The next morning a party of Signal Corps men, accompanied by a guard of fifteen soldiers from the fort, sailed at peep o’ day in the ship’s launches, the two in tandem towing a native banca loaded with cable, which was to be laid in the Lintogup River and upper Panguil Bay, a stretch of water too shallow for the Burnside herself to attempt its navigation. This cable was in turn to be connected at Lintogup with Tukuran, on the southern coast of Mindanao, by a land line across a mountainous country.

When the party started there were guns and ammunition enough on the two launches to have quelled a good sized insurrection, but as little was really known of the upper bay and river, and as many rumours were rife among the natives of Misamis as to warlike Moros and Monteses living on these shores, and more disquieting rumours still among the officers that it was a camping place for insurrectos, it was thought best to amply provide against any emergency.

Unfortunately, no information could be obtained as to the rise and fall of the tides or the strength of the current, a fact that delayed the expedition many days and necessitated the return of one or other of the launches for a renewal of rations, fresh water, and coal, not once but thrice. The first, second, and third relief expeditions, we called them, and teased the officer in charge unmercifully over his hard luck.

But at last, despite adverse winds and tides; despite the fact that one of the Filipino guides ran the launch aground, with malice aforethought, no doubt, as on his return to Misamis he was arrested on indubitable evidence as a spy; despite the fact that the sailing banca, ran on the bar, and while trying to pull her off she and her five miles of cable were swamped; despite the fact that the ship’s launch Grace, or the Disgrace, as she was afterward called, distinguished herself by blowing up twice and almost scalding everyone on board; despite the fact that all the odds were against the expedition’s success, and that it took six days and nights to accomplish what might have been done in a third of the time—despite all this, I say, the cable was at last laid and the luckless workers returned.
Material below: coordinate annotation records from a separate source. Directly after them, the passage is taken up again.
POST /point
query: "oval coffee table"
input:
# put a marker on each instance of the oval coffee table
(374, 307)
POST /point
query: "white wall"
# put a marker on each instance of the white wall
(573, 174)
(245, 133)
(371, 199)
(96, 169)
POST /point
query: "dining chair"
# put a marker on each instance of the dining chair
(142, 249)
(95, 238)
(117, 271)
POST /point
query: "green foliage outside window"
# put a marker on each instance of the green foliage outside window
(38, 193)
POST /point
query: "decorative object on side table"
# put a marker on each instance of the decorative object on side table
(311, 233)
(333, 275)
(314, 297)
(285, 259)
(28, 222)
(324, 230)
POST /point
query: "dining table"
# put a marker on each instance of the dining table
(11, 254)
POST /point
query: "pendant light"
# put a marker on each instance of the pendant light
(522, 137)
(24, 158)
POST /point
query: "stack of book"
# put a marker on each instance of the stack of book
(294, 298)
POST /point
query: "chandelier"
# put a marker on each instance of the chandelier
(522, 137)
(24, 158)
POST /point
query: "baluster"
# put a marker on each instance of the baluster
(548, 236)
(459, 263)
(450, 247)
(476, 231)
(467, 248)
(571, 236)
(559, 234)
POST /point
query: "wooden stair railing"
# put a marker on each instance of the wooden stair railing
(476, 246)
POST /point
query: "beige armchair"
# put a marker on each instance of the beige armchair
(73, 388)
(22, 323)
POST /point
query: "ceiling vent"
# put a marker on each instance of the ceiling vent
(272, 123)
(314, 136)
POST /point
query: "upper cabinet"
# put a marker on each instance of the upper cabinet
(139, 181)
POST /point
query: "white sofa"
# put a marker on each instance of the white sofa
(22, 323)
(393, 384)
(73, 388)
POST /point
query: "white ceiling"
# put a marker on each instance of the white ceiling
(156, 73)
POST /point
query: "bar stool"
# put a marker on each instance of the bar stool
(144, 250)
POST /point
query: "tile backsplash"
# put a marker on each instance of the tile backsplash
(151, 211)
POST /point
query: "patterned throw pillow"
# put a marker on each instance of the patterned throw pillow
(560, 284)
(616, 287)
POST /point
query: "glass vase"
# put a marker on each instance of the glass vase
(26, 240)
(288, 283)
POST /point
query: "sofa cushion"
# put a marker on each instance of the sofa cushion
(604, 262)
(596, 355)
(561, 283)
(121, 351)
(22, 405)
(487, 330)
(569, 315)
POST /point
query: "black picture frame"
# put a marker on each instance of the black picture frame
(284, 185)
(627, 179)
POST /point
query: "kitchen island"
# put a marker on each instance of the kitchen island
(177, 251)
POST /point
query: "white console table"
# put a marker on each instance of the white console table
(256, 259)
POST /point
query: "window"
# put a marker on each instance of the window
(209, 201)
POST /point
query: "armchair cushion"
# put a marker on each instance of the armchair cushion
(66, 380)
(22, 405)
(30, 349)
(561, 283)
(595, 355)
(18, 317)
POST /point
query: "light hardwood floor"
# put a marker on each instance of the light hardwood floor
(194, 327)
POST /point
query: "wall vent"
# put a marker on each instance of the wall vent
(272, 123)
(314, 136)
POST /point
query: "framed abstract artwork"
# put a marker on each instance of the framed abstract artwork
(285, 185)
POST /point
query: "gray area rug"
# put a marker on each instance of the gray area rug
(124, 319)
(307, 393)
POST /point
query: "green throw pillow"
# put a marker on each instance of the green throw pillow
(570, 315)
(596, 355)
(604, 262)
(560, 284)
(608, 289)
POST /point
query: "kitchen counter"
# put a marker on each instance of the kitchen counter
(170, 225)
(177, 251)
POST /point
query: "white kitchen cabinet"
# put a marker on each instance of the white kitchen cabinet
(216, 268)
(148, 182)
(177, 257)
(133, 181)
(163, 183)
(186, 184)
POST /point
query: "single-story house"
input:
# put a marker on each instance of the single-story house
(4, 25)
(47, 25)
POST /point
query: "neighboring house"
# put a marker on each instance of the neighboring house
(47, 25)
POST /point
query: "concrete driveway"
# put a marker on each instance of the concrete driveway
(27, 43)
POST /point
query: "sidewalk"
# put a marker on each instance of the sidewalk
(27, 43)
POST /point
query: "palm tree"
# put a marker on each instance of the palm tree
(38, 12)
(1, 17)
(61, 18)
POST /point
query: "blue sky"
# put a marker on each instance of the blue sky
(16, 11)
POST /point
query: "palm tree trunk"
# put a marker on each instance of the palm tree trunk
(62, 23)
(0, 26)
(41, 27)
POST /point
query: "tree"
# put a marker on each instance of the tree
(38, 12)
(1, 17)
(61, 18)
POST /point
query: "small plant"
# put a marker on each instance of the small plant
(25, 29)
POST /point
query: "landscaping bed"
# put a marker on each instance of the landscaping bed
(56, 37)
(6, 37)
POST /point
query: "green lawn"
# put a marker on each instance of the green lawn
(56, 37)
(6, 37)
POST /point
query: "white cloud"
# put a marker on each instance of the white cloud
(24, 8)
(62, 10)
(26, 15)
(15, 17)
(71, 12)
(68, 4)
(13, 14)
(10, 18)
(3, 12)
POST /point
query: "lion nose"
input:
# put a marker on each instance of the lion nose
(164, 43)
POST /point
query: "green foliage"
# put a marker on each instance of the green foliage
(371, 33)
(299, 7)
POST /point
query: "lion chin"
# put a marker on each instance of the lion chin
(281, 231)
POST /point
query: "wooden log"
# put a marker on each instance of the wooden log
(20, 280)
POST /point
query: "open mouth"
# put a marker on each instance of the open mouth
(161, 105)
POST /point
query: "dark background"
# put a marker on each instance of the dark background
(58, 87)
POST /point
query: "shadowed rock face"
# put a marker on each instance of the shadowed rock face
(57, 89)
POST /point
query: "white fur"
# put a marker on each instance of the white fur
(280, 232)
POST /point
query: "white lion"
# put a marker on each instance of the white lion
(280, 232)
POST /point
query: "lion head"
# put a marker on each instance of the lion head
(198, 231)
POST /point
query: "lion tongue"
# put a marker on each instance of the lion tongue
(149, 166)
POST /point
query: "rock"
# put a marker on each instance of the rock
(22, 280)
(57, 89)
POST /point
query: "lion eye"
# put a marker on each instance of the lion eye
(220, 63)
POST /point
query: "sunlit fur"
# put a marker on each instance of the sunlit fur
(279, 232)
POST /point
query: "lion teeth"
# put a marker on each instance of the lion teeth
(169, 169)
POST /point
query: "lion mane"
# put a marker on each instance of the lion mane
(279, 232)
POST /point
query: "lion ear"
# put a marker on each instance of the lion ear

But, oh, the bitterness of life in general and that of a cable man in particular! For after all those heroic struggles the first test showed a fault, and, cruel fate, at the far end of Panguil Bay at that! The silence which greeted the reception of this terrible news was as profane as words, and the Powers-that-Be decided on the spot that enough work had been spent on that calamitous cable for the time being, and decided to proceed with the laying of the main lines, leaving the Lintogup stretch until a subsequent visit to Misamis.

Meanwhile there was much work accomplished in the town, a fine telegraph office being established on the principal street; and a trench completed by the shore end party; while much overhauling of the cable in the tanks, and daily drills given to the Signal Corps soldiers in cable telegraphy and the care of the instruments kept those aboard ship busy. Tic—tack, clic—clack, went the little telegraph instrument at one end of the quarter-deck, and clic—clack, tic—tack answered an instrument at the other end, hour after hour through the long, warm mornings, and the longer, warmer afternoons.

On New Year’s eve, several officers from the fort saw the century in with those of us remaining on the Burnside, but the time passed so pleasantly that no one remembered the auspicious occasion until the sound of sharp firing from the shore broke in upon our conversation. The jangling of church bells followed, and one of the shore officers, usually a very cool and self-contained young fellow, sprang to his feet, exclaiming as he buckled on his revolver, “Great heavens! An attack on the town and I not there. May I have a ship’s boat at once?” But even as he spoke the Burnside’s whistle blew a great blast, and several shots from the ship answered those on shore, every man with a revolver, shotgun, or rifle adding his quota of noise to the general hubbub.

And so it was the new century came to Mindanao, some thirteen hours ahead of its advent in New York or Washington. Before eight bells had ceased striking a search-light greeting was sent to our friends at Lintogup, but they, being tired after a hard day’s work, slept supinely on, unaware of our good wishes or the fact that a fine young century had been born to the old, old world.